I've seen these types of arguments on just about every distributed computing project discussion board there is. DC is just an interesting solution to a common modern problem. The users are basically just philanthropists. If you were one of the thousands who donated money to the American Heart Association and they made a breakthrough discovery that year you wouldn't get your name mentioned anywhere.
The only satisfaction you will get from running DC is a personal one. The chance to donate in a bit more hands on way than just writing a check is actually the main point. I don't care about credit or seeing my name in lights. In fact I've beta tested 4 projects, including this one, and 3 of those completely threw out the months of data & credits we had accumulated when they went live.
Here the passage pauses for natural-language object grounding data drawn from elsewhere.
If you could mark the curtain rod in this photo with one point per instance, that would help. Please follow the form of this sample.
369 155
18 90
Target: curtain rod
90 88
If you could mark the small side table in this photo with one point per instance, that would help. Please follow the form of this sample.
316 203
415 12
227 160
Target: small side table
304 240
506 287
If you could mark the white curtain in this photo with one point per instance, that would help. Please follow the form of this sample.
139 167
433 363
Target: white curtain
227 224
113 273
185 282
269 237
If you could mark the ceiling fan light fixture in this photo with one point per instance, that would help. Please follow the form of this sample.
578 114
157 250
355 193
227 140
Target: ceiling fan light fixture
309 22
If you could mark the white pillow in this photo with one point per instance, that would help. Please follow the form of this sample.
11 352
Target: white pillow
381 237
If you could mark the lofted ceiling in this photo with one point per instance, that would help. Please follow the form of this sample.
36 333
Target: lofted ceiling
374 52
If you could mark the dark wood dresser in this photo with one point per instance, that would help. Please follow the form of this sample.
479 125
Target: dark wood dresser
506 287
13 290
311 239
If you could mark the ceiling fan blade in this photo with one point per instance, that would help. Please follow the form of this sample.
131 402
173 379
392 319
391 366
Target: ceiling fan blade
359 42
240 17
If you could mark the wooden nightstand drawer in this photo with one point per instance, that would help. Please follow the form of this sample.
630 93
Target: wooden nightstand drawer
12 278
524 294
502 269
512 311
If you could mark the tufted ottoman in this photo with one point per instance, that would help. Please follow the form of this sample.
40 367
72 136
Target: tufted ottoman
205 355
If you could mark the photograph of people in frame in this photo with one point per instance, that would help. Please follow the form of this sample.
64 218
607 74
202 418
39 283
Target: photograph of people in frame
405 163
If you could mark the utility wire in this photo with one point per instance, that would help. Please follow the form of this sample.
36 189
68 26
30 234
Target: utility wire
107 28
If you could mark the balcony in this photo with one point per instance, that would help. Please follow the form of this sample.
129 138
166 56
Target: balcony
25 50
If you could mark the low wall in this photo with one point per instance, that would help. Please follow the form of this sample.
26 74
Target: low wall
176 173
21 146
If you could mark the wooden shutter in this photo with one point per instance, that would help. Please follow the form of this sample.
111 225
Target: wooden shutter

No tears, because the point was getting a new project on the streets not seeing an imaginary number next to my user name.

"It's a needle in a haystack problem: 99.99% of the da
)
> a negative is just as important as a positive in this search, so already all
> of us have been part of a success. that's the way i look at it anyways, it
> may seem childish but that's how i feel about it.
I've been lurking in this thread, not saying anything, but I just wanted to echo this point. One of the distinguishing characteristics of 'real' research work is failure. The truth is that most (almost all!) 'real' research fails. In fact, if something doesn't fail most of the time, it's not really 'pushing the envelope' and I'd claim that it's not really research. And 'failed' research is really not failure, since it establishes that something doesn't work as one might have hoped. Good researchers make an effort to understand this failure so that they and others can learn from it, and steer a better course in the future.
So the point being made here is a very good one: those people who are NOT finding signal candidates are getting rid of large parts of parameter space and so doing something that is just as important to the collective effort as the positive results of those people whose computers find follow-up candidates.
I've written something about this in the FAQ (front page). I'll add a bit to that in the future.